When I think of contemporary Southern writers, one of the first ones who comes to mind is Pat Conroy. We share our love of my home state of South Carolina. Two of my favorites are The Prince of Tides and The Water is Wide, two very different books. His books can be a bit dark, but they delve into southern settings and southern relationships with a strong sense of realism. The Water is Wide is a book close to my heart, as it inspired me to write a research paper on the Gullah language when in college. Conroy’s book is a memoir of his teaching experience on Daufuskie Island, fictionalized in the book as Yamacraw Island, a place separated by time and location. Still separated by location, it is better known now for the resort named Haig Point, which is only accessed by ferry. Anyone interested in the Gullah language, which remained separate from English for years after the language had evolved on the mainland, and the culture of the island residents would love this book.

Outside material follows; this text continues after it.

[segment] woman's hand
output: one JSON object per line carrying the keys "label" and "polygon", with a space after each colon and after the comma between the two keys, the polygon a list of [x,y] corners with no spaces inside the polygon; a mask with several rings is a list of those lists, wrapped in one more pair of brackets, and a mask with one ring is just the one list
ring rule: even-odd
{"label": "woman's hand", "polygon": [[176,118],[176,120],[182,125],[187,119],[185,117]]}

A book that grabbed my attention for its title and location, Bastard out of Carolina by Dorothy Allison, is set in my hometown of Greenville, South Carolina. As with Conroy, the work is dark, but a must read for either an author who wants to write strong settings, or a reader from the area who would like to take a walk down memory lane. Her characters are so realistic you feel you may know them.
While in college, my professor and mentor Dr. Karen Johnson of Indiana University – Purdue University in Indianapolis, introduced me to Gail Godwin who was raised in Asheville, North Carolina. I’ve read most of her books, but the one that stood out is A Southern Family, the story of a dysfunctional family much like my own. It takes place in the fictional town of Mountain City, South Carolina, which could easily be Walhalla, South Carolina, the hometown of my maternal grandmother and a place I have roots still. My great-great grandfather, who was the first minister of St. John’s Lutheran Church, is credited with building it. My parents and great grandparents are buried in the church’s cemetery. I also have fond memories of visiting my relatives in this quaint southern town. A Southern Family delves into the multiple layers of a fictional Southern family. And, yes, it could have been my family.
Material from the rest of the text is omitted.